H41H-06
Regional-scale ecohydrological consequences of widespread forest cover in northern South-America: Amazon forest effects on atmospheric and surface water balances
Thursday, 17 December 2015: 09:15
3011 (Moscone West)
Juan Camilo Villegas Palacio1, Juan Fernando Salazar1, Ruben Molina2 and Daniel A Mercado-Betin1, (1)Universidad de Antioquia, Medellin, Colombia, (2)University of Antioquia, MedellĂn, Colombia
Abstract:
Vegetation plays a key role on the distribution and regulation of the water budget in multiple spatial and temporal scales.
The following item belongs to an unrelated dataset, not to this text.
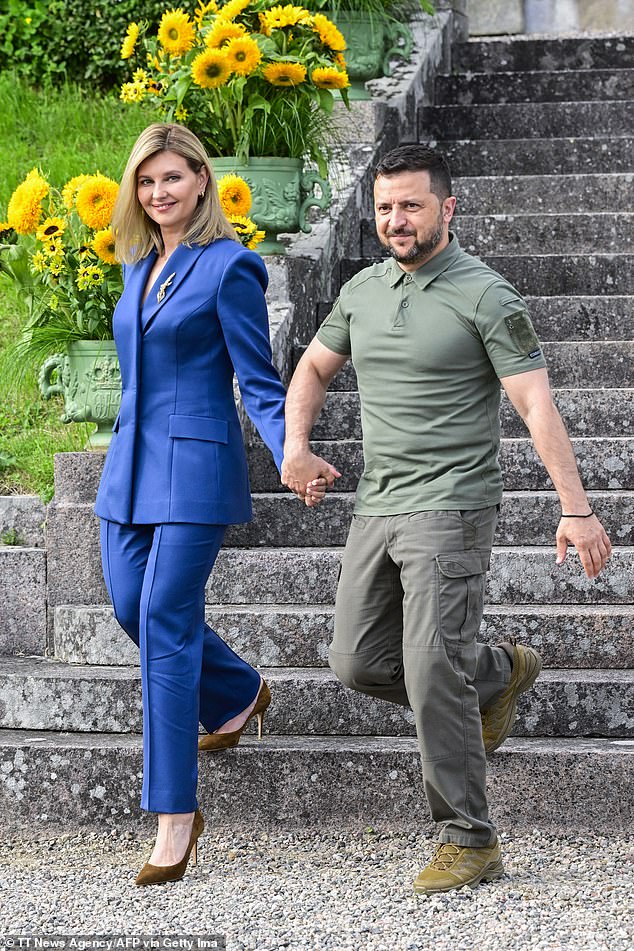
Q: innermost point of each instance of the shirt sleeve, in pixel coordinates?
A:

These regulation properties occur as a consequence of vegetation-mediated ecohydrological processes that result in the modification of hydrological fluxes that define water budgets in basins, ranging in size from squared meters to millions of squared kilometers. Important empirical and theoretical advances in the field of Ecohydrology have developed a robust theoretical framework to explain these interactions, particularly at local to regional scales. However, recent hypotheses have suggested that the presence of widespread-continuous forests, such as those occurring in tropical South America, plays a more active role in the regional climate, and particularly in the transport of atmospheric moisture from the ocean, eventually becoming precipitation over the continental masses. This condition, associated with the regulating role of natural vegetation on surface water balance and ecohydrological processes, produces ecohydrological and ecoclimatological effects that have important regional and potentially global implications. In this work we present preliminary observations on the relationship between the presence of widespread continouos forests in tropical South-America and the characteristics of precipitation regimes along atmospheric moisture transport pathways, through the combined use of multiple hydroclimatological and vegetation cover datasets. Further, we develop a corresponding analysis of the relationship between the forest cover and streamflow dynamics in tropical basins, using the scaling theory framework. Our preliminary observations highlight a distinguishable differentiation in precipitation regimes in atmospheric moisture pathways in forested vs. non-forested areas. Additionally, the regulating effect of tropical forests is also highlighted by differences in rainfall-runoff relationships and hydrological scaling properties of basins with different amounts of natural forest cover. Overall, our preliminary results highlight a large-scale effect of forest cover in ecoclimatological processes that determine key ecohydrological properties of tropical ecosystems.